The service is launched as part of the UNDP’s Covid-19 socio economic response to provide “accessible, affordable and quality counselling” and will be rolled out across thirteen states in India particularly targeting individuals from the marginalised communities. It will also help link them to various social welfare schemes, jobs and livelihood opportunities.
The service intends to cover all those who have been affected personally as well as professionally and may be dealing with sadness, anxiety, loneliness, boredom, anger, uncertainty, hopelessness, helplessness. It also seeks to help those living under the fear of contracting Covid-19 or losing their loved ones to it as well as those who are victims of abuse and violence.
“Medical workers who are fighting the crisis day in and day out are simultaneously also facing stigmatization from the society, even though they are the people who are trying to help. Therefore, we all need to make sure that as a society, we all have access to help when needed. Through this facility, we can help people who are in vulnerable situations including our frontline workers, elderly, women, and other marginalized groups access information related to mental health and psychosocial support”, Shingo Miyamoto, Minister, head of economic section (economic and development), embassy of Japan, said.

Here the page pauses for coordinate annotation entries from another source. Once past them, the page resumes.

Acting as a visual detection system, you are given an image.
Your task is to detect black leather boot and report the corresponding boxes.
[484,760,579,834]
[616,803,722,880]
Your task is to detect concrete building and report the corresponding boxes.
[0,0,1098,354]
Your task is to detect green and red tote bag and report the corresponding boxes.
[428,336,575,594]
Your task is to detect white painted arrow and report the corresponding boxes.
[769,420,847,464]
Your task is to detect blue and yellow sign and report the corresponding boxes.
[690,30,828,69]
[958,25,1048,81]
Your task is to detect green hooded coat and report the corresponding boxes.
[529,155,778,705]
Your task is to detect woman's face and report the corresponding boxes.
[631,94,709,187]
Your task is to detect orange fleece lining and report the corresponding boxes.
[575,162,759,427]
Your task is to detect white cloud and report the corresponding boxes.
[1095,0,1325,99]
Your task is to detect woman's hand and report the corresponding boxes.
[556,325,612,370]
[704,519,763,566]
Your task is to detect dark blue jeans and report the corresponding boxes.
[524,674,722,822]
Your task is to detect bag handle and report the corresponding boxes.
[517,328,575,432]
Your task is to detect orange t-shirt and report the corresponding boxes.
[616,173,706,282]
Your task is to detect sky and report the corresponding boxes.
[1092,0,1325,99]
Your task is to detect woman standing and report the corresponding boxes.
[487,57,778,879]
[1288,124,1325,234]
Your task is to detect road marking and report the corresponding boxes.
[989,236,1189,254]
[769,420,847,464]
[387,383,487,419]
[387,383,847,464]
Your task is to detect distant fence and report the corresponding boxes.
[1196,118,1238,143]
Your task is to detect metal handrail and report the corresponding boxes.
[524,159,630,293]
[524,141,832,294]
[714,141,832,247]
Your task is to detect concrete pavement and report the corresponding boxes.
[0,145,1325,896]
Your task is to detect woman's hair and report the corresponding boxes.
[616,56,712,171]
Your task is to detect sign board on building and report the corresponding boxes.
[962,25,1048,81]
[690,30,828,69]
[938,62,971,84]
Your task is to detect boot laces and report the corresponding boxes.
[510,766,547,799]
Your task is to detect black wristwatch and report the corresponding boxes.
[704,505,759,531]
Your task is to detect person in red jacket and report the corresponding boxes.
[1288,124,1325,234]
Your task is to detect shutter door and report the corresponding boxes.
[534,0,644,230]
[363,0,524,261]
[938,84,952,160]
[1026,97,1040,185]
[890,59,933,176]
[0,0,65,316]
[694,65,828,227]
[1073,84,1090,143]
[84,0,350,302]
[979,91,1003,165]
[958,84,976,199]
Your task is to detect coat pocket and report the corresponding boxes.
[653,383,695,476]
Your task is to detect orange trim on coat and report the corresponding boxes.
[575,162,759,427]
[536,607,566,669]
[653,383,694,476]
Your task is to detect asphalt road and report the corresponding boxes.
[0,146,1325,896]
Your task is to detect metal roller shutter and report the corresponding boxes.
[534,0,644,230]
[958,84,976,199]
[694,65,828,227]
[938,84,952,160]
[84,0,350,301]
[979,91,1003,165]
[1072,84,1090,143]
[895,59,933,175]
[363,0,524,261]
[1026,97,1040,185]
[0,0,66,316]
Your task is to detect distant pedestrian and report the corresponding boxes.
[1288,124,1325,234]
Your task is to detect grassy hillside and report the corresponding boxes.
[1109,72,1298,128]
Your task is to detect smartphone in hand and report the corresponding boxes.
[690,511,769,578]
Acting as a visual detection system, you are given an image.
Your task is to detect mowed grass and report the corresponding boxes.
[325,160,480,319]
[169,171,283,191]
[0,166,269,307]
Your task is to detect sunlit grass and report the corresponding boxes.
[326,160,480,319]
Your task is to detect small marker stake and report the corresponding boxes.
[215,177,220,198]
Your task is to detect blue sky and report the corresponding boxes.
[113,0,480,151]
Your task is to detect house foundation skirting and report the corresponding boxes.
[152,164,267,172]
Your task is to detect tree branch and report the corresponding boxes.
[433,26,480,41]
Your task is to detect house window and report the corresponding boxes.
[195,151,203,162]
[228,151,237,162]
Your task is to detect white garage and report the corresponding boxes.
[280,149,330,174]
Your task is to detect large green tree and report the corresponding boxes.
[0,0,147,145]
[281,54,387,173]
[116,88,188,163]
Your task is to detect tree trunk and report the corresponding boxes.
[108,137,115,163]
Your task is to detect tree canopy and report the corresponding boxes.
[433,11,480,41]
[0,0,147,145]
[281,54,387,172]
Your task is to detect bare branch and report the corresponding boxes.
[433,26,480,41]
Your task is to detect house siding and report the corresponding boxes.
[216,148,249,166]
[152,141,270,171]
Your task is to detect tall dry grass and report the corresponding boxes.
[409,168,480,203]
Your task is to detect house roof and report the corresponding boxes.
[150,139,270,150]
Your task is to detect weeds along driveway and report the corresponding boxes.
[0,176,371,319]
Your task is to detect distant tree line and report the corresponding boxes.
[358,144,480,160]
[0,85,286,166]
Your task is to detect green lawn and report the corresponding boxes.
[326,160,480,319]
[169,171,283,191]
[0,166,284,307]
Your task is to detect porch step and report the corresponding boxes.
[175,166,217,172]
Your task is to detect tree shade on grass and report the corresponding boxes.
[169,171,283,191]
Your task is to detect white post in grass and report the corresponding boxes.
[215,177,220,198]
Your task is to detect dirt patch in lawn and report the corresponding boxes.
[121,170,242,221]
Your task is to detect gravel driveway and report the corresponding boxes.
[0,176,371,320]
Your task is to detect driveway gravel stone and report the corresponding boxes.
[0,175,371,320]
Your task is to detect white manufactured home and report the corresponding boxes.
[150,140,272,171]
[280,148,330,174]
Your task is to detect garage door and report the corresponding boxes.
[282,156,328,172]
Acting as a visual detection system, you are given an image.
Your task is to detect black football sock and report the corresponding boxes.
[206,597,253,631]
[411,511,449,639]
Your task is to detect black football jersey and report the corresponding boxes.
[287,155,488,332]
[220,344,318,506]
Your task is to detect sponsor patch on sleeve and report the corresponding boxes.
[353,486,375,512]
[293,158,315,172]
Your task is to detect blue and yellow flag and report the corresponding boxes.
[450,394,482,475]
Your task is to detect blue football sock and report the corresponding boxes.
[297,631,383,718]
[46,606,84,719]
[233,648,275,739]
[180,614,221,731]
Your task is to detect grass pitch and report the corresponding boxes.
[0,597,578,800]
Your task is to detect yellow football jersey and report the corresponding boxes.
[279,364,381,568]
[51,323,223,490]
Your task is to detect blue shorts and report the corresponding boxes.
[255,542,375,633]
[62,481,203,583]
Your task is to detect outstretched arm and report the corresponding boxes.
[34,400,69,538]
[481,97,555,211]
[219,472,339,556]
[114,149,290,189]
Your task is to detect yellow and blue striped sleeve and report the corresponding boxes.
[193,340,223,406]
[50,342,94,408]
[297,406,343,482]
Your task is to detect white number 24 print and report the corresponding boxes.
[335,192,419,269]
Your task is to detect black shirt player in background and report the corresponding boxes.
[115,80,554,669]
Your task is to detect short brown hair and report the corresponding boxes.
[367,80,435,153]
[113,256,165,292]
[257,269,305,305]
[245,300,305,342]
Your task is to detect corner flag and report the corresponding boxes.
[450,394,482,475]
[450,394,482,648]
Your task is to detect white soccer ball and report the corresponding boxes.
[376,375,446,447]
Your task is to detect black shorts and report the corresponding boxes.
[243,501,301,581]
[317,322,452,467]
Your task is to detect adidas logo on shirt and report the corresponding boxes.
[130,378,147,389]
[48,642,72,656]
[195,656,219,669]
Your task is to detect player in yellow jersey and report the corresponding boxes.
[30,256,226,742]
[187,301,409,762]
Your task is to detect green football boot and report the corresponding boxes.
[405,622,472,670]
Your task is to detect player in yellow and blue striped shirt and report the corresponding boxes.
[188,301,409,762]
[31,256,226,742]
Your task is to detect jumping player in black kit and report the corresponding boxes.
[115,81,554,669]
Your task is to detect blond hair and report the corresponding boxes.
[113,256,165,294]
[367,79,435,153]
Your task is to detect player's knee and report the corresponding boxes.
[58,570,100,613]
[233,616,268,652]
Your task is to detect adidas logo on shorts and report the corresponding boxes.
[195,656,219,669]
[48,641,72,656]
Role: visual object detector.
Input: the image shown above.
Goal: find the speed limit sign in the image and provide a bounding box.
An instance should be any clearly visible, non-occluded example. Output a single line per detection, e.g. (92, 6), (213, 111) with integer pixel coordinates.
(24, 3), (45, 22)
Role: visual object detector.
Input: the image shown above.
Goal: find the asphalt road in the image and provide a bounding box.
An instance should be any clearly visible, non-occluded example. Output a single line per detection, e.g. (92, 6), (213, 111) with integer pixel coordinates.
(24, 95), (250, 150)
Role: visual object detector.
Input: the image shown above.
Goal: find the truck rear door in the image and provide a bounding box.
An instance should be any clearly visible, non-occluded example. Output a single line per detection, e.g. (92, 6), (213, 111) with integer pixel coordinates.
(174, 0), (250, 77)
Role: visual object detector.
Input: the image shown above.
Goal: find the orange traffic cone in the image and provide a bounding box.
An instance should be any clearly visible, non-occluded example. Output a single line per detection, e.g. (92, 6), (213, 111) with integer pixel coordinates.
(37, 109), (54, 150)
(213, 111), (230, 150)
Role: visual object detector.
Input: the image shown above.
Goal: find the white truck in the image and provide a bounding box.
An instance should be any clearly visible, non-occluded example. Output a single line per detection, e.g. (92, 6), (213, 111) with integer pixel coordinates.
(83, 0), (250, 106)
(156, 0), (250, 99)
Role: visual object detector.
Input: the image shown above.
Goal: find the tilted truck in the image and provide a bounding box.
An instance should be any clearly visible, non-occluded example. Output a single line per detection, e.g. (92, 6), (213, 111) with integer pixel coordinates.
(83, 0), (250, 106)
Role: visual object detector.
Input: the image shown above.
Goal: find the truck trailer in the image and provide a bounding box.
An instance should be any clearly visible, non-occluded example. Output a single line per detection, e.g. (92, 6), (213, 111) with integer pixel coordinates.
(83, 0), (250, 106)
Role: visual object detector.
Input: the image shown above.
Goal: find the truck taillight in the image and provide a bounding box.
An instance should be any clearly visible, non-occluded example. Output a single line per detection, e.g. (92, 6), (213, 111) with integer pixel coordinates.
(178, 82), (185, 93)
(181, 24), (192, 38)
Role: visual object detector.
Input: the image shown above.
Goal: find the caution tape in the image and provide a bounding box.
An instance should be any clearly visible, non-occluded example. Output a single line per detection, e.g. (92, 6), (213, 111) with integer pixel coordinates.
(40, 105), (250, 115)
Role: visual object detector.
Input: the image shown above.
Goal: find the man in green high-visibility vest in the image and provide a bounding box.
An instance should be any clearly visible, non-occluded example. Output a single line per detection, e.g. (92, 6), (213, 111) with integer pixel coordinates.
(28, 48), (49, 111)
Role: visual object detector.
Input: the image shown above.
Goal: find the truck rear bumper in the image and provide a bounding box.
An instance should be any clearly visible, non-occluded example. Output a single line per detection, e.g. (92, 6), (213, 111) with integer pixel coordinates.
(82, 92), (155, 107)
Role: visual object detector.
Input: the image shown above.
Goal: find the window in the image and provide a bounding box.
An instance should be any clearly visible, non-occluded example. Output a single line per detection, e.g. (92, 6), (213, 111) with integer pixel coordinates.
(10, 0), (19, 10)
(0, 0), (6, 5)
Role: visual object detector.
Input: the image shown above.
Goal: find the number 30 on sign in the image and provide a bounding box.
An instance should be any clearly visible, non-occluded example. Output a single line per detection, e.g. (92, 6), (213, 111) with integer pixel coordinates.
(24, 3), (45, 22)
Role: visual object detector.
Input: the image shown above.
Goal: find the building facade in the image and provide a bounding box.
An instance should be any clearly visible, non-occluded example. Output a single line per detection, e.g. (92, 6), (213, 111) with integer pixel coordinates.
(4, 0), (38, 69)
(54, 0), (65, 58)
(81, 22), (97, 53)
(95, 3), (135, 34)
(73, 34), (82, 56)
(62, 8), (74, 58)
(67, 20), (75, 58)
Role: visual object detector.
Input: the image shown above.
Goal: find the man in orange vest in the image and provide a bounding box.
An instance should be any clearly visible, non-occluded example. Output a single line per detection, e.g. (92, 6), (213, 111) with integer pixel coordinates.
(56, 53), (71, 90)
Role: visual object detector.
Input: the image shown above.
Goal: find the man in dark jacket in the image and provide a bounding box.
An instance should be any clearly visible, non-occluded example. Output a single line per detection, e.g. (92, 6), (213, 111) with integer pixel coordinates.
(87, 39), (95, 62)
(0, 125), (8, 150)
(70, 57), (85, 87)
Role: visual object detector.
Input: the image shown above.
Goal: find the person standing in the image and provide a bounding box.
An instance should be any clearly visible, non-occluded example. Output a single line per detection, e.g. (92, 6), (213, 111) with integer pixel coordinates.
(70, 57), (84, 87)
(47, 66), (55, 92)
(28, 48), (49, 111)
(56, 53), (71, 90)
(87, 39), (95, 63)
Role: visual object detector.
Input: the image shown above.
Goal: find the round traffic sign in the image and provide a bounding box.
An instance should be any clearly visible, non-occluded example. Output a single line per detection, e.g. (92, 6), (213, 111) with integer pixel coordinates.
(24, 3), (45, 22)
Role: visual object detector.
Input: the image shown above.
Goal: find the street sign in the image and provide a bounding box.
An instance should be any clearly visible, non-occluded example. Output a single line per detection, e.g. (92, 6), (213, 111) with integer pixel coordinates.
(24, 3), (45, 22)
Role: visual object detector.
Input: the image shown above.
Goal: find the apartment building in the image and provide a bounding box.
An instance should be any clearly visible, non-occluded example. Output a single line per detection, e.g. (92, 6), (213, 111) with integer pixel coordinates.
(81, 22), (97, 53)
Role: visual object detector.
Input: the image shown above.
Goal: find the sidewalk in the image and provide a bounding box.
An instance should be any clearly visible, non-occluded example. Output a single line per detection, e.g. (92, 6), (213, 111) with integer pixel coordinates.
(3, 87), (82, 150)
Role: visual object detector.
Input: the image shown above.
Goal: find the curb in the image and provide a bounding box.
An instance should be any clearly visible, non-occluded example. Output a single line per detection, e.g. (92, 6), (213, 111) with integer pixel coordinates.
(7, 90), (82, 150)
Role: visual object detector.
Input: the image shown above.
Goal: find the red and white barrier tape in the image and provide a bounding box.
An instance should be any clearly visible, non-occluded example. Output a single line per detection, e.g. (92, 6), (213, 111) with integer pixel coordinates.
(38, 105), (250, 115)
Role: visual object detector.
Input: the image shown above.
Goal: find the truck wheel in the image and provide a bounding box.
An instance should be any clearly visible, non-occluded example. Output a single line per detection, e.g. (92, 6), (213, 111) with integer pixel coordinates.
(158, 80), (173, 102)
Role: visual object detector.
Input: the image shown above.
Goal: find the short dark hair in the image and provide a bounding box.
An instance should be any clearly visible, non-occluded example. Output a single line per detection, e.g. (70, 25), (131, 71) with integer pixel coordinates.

“Emotional impact of COVID-1sn’t exist in isolation but is nested in everyday life. COVID-19 has given an opportunity to move mental health care to psychosocial support by adopting the human rights framework while addressing the biggest need of inequities of basic needs and appropriate information. This service will be a great milestone in addressing these unmet needs,” Surinder Jaswal, professor at Tiss, said.
“The iCALL helpline can identify the caller’s location or state and can guide them towards appropriate help as well as link them to social protection schemes. This will not just focus on mental health support but also integrate livelihood issues which is typical of UNDP’s approach of picking up emerging issues as part of its work,” said Shoko Noda, resident representative, UNDP India.